Confesso que somente a sombra que ela faz em minha defesa e o canto do casal de sabiás, já seriam suficientes para que os homens que, a serviço do estado, cortam ou podam as árvores tivessem um pouquinho mais de sensibilidade ao fazer o que eles mesmos chamam de poda regular. Por algumas vezes lhes falei sobre a violência que empregam na poda, como se naquela residência verdejante não vivessem outras vidas, mas eles retrucaram dizendo que já saiam de seus locais de trabalho com a tarefa pré-determinada. O que eles queriam dizer com isso é que, quase sempre, para os bairros da zona norte e subúrbios da cidade do Rio de Janeiro, a recomendação é poda radical. Mais uma vez justificam o ato vil dizendo que a rede aérea de iluminação assim a exige. Tem ainda a queda dos galhos sobre os carros, as reclamações dos preguiçosos que não gostam de varrer as calçadas, o entupimento das redes de águas pluviais...
Como podemos ver são tantas as justificativas que ficamos sem argumentos diante de outros tantos sustentados pela legalidade. Quando finalmente desistimos do combate ideológico, entra a moto-serra e deixa um toco cinzento e triste no lugar do que antes era uma árvore à espera de seus moradores e do desesperado encontro com a residência devastada.
Sofremos todos com a insensibilidade de homens e mulheres. Em contrapartida a natureza vem respondendo à altura procurando reequilibrar-se utilizando sensores que indicam o que precisa ser feito para curar os atos insanos, mas nem sempre as coisas funcionam como desejamos. As tragédias ocorrem por causa das falhas nos instrumentos de controle (imperfeitos e rudimentares) da natureza na tentativa de reparar os erros intencionais praticados por homens e mulheres.
A população de São Paulo, por exemplo, vive a reclamar das chuvas que a tudo alagam, mas se esquece de que alguma coisa resfriadora precisava entrar no lugar da tradicional garoa destruída pela ganância das grandes corporações industriais e imobiliárias. Todo mundo em São Paulo sonha com o impossível: trabalhar ou morar na Avenida Paulista ou em seus arredores.

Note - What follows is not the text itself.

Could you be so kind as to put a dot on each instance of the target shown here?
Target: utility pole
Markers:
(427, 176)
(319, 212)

Sabemos também que as nuvens carregadas de água não despejam o precioso líquido em qualquer lugar. Cada carneirinho que se desloca sai perguntando onde está mais quente para que a água seja despejada no lugar certo. Como quase sempre as maiores temperaturas acontecem nas áreas mais povoadas as chuvas acabam caindo de forma concentrada sobre as cabeças dos mais empobrecidos que nada fizeram para receber tamanho castigo.

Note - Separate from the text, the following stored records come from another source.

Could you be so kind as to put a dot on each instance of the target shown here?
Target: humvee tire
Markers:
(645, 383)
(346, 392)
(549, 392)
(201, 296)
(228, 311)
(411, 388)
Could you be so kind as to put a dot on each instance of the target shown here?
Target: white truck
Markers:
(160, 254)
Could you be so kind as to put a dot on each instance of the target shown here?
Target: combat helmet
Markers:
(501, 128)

Em dias recentes, várias pessoas, no município de Angra dos Reis, pagaram pelos erros dos poderes estadual e municipal. No afã de cobrar a conta geral aos que venderam as licenças ambientais na Baía da Ilha Grande, a quase infalível justiça divina acabou tirando a vida também dos ricos e pobres que estavam por perto. Quase quarenta pessoas pagaram uma conta que a outros era destinada.

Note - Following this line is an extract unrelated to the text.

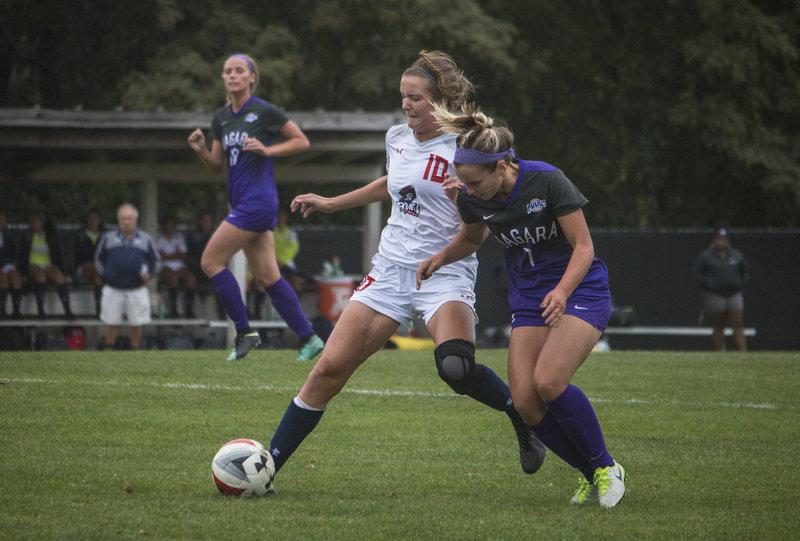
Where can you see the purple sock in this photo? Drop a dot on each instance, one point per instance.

Além da sombra que lambe minha janela e do gorjeio dos pássaros que acalantam minhas tardes e manhãs, não estou individualmente cobrando muitas coisas. Mais precisamente, acho que os podadores mandados precisam de cursos regulares sobre o trato com o meio ambiente, mas não somente sobre aquelas coisas técnicas que todos acham que devem aprender para que se tornem exímios mãos-de-tesouras. Falo dos signos da arte, das aulas de expressão corporal, das dinâmicas de grupo e de outras dezenas de ferramentas capazes de dar a homens e mulheres a redundante, mas não indispensável condição de humanidade.
Caulos, grande humorista, autor de Vida de Passarinho e um dos primeiros a preocupar-se com a questão ambiental, certa vez fez um desenho muito bonito que falava da tristeza de um passarinho ao voltar para seu ninho e encontrar apenas o cepo da árvore que, àquela altura, já boiava em um rio qualquer. Coisas simples como essa precisam fazer parte dos conteúdos curriculares dos podadores de árvores para que possam sempre lembrar-se de que ao cortar exageradamente os galhos de nossas árvores, além de acabarem com o meu refúgio térmico, deixam ao léu centenas de pequenos seres que lá construíram suas casas acreditando na vigilância perpétua da natureza.
Com essas bondades práticas não estamos livres da ira, mas nos aproximamos dos deuses e podemos dormir tranquilos na certeza de que se algo vier a dar errado, não terá sido por fruto de nossa omissão.